Succede anche che se gli serve uno spazio per riunirsi, fare una riunione, preparare il materiale per una manifestazione o farsi prestare un megafono e trovino un alleato proprio nei centri sociali. Non perché questi a tavolino studiano i loro diabolici piani per infiltrare i cortei dei "giovani", ma semplicemente perché sono (anche se non molto in salute come capacità e visibilità politica) tra i pochi luoghi aperti sui territori, gli unici spazi accoglienti per le istanze e i bisogni di quegli studenti che tutti assicurano di voler ascoltare. Altro che professionisti della violenza, al massimo volontari della democrazia in uno paese dove l'opposizione al governo è ridotta nella rappresentazione mediatica ai Fratelli d'Italia di Giorgia Meloni e alle piazze No Vax.

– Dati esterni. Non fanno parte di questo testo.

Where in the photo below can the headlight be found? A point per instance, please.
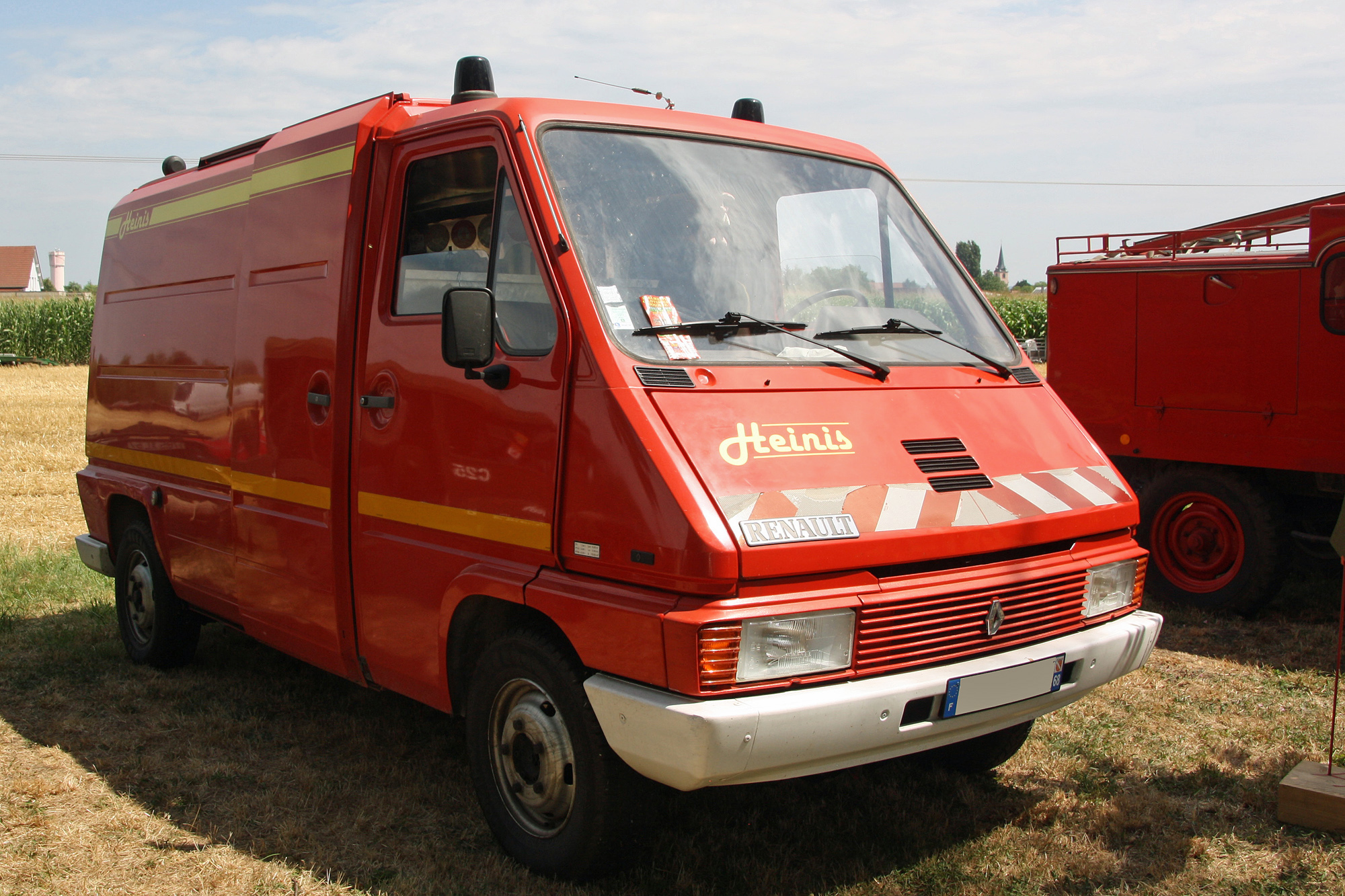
(796, 645)
(1110, 587)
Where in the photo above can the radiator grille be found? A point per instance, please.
(922, 628)
(933, 446)
(961, 483)
(668, 377)
(948, 464)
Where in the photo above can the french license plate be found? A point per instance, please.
(973, 693)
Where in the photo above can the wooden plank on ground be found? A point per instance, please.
(1312, 798)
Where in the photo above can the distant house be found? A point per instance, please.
(21, 270)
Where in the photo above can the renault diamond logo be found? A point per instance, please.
(995, 618)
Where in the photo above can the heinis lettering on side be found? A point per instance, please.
(785, 440)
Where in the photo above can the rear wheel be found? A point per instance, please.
(552, 790)
(985, 752)
(1215, 540)
(157, 627)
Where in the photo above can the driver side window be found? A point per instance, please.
(462, 228)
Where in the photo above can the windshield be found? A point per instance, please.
(677, 231)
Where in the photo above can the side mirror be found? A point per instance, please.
(469, 329)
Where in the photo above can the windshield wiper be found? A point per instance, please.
(736, 321)
(727, 326)
(895, 326)
(880, 372)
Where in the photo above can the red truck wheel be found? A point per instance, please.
(1215, 540)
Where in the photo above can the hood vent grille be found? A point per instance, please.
(961, 483)
(665, 377)
(948, 464)
(933, 446)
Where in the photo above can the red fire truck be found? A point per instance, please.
(645, 440)
(1204, 362)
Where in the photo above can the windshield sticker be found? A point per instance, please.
(662, 314)
(619, 318)
(786, 529)
(905, 506)
(785, 440)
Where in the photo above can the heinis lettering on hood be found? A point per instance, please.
(786, 440)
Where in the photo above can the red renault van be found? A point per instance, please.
(646, 440)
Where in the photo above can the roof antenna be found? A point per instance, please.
(657, 95)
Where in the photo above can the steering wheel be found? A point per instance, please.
(828, 294)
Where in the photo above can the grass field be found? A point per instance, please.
(249, 772)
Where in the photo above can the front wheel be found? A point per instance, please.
(552, 790)
(1215, 540)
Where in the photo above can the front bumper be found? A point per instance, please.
(689, 743)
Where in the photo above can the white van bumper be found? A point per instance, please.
(689, 743)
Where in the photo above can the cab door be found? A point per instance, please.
(449, 473)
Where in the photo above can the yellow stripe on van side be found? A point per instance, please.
(159, 463)
(297, 173)
(525, 533)
(298, 493)
(216, 200)
(317, 167)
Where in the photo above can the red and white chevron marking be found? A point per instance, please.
(918, 506)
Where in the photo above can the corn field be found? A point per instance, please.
(50, 329)
(1026, 317)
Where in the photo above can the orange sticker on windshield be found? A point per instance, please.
(664, 314)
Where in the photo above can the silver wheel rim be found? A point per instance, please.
(141, 599)
(532, 758)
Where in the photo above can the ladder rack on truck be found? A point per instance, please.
(1204, 364)
(1262, 232)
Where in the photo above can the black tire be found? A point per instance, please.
(157, 627)
(1217, 541)
(552, 790)
(983, 754)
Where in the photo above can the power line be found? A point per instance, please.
(1110, 184)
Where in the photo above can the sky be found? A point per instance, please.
(1242, 93)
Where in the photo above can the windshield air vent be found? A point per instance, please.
(933, 446)
(948, 464)
(665, 377)
(961, 483)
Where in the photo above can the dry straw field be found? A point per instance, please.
(249, 772)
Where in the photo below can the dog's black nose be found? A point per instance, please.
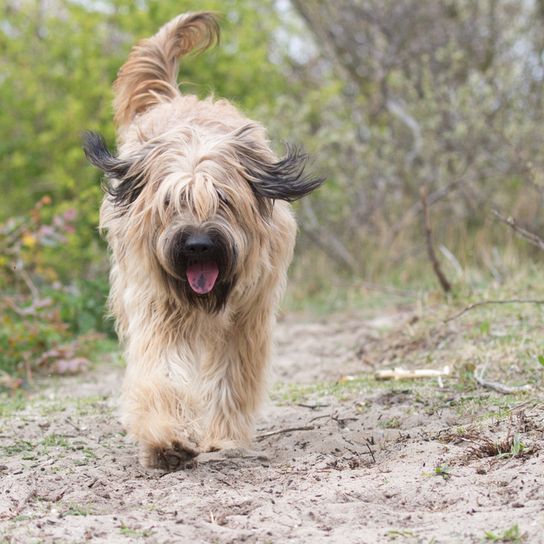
(198, 245)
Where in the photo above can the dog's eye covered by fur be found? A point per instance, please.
(129, 183)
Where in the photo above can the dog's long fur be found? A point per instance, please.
(196, 363)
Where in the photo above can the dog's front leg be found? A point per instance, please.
(158, 411)
(234, 382)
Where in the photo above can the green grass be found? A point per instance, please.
(513, 535)
(11, 403)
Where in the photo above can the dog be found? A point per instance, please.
(197, 217)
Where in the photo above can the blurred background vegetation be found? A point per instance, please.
(387, 96)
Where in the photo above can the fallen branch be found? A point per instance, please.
(485, 302)
(531, 237)
(287, 430)
(496, 386)
(444, 283)
(403, 374)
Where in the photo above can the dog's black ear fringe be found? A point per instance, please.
(282, 180)
(130, 185)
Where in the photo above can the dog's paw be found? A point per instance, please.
(177, 456)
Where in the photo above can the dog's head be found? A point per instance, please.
(200, 205)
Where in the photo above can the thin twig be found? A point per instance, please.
(287, 430)
(370, 451)
(496, 386)
(531, 237)
(444, 283)
(313, 406)
(485, 302)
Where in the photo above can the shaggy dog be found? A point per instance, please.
(197, 217)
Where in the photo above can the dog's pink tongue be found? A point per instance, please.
(202, 276)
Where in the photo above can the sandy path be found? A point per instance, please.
(364, 474)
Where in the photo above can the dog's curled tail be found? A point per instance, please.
(149, 75)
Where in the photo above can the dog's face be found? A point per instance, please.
(200, 206)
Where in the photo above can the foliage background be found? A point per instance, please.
(387, 96)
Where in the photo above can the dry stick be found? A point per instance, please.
(496, 386)
(485, 302)
(531, 237)
(287, 430)
(444, 283)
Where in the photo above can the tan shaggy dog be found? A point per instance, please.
(201, 235)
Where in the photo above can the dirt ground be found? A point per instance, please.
(371, 461)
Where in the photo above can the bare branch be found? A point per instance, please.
(522, 232)
(486, 302)
(444, 283)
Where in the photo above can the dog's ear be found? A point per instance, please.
(130, 182)
(285, 179)
(98, 155)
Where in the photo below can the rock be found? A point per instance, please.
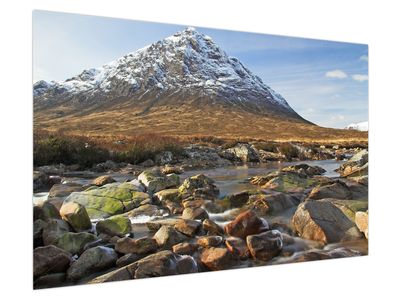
(237, 247)
(40, 180)
(266, 245)
(64, 190)
(110, 199)
(186, 265)
(114, 226)
(338, 190)
(304, 169)
(167, 169)
(102, 180)
(266, 156)
(156, 224)
(185, 248)
(50, 259)
(38, 227)
(216, 259)
(127, 259)
(54, 229)
(354, 164)
(199, 185)
(361, 219)
(348, 207)
(163, 158)
(212, 228)
(210, 241)
(272, 203)
(92, 260)
(155, 181)
(147, 210)
(45, 211)
(116, 275)
(73, 242)
(76, 216)
(139, 246)
(242, 152)
(195, 213)
(168, 194)
(237, 200)
(167, 236)
(324, 222)
(49, 281)
(246, 223)
(188, 227)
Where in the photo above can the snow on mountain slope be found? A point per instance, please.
(185, 62)
(362, 126)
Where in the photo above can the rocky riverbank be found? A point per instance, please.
(161, 222)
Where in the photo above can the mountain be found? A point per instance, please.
(362, 126)
(184, 84)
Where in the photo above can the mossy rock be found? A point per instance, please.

Gli studenti chiedono al Governo che gli investimenti promessi nell'edilizia scolastica con la pandemia diventino realtà, più servizi dedicati al benessere psicologico e un'educazione sentimentale e sessuale adeguata, di cancellare l'alternanza scuola lavoro e di non tornare all'esame di maturità nella sua forma classica, visto l'impatto ancora molto pesante della pandemia e della didattica a distanza nello svolgimento dell'anno scolastico. Una piattaforma che esprime un punto di vista sulla scuola, sulla società e sul futuro, i giovani (guarda un po'!) fanno politica allo stesso modo degli adulti. Ascoltare gli studenti non vuol dire dunque dargli una bella pacca sulla spalla, ma posizionarsi rispetto a queste istanze. La scelta di manganellare le manifestazioni (dopo mesi di tolleranza per le piazze No Vax) sembra già una scelta.